There are several venues where I like to publish and, as a rule, I will accept referral requests from them as long as the manuscripts are within my expertise. I consider it my duty to give back what I expect others to do for my papers. I have long ago stopped reviewing papers from journals I don’t submit to. I know someone has to review for them too, but I simply don’t have the time.

Even so, I always have something waiting in my mailbox. I was down to one referral and was looking forward to having a clear “Papers to Review/Pending” email folder early in the coming week. Then, within three days, I received the following requests that I couldn’t really refuse:

1) A request from a journal where I occasionally publish, for a paper that is well within my expertise and where I know and understand the authors’s work really well.

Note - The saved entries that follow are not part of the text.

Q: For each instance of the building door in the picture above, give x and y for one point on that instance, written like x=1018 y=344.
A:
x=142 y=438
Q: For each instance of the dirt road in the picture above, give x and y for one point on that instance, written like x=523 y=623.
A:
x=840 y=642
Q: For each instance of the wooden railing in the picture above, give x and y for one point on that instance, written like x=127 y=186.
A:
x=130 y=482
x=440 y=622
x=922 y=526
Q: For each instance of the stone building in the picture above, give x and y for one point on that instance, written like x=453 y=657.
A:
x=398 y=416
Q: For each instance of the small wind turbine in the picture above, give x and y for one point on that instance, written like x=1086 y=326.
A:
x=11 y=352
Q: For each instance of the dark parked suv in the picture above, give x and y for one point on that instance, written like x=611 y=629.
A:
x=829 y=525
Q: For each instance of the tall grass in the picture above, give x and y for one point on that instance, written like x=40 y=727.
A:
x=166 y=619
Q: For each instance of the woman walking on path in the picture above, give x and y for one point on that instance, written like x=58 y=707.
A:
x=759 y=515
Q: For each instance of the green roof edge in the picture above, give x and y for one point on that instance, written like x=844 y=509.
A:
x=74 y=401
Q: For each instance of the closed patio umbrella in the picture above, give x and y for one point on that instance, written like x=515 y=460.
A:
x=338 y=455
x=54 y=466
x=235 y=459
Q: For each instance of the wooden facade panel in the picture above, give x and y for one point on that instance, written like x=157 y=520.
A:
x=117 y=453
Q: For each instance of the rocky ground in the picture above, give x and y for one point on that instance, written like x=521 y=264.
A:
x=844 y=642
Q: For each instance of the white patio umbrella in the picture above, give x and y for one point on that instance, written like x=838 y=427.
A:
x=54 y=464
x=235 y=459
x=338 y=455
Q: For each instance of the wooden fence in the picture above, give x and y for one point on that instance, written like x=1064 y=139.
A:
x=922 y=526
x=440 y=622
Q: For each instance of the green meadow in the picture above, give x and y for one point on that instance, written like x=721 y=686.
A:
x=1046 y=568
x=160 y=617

2) A request from a Reputable Society Journal where I publish very often and from an editor with whom I interact a lot, as he is also the editor on many of my papers by virtue of being the one in charge of that particular topic.

3) A referral from the journal where I am an associate editor. The associate editor making the referral is a senior colleague whom I know and respect and who has been very supportive of my career. The paper is a little more abstract than the average submission, so I can see why he sent it to me and understand he may not have a huge pool of people who could review it.

4) A referral from a journal in which I publish infrequently, but the associate editor is a peer and a friend.

So within 3 days I went from almost having a break from refereeing to now having 5 papers in the queue…  I am hoping there will be at least be some karmic brownie points in all this for me, because otherwise I suspect I may be a sucker.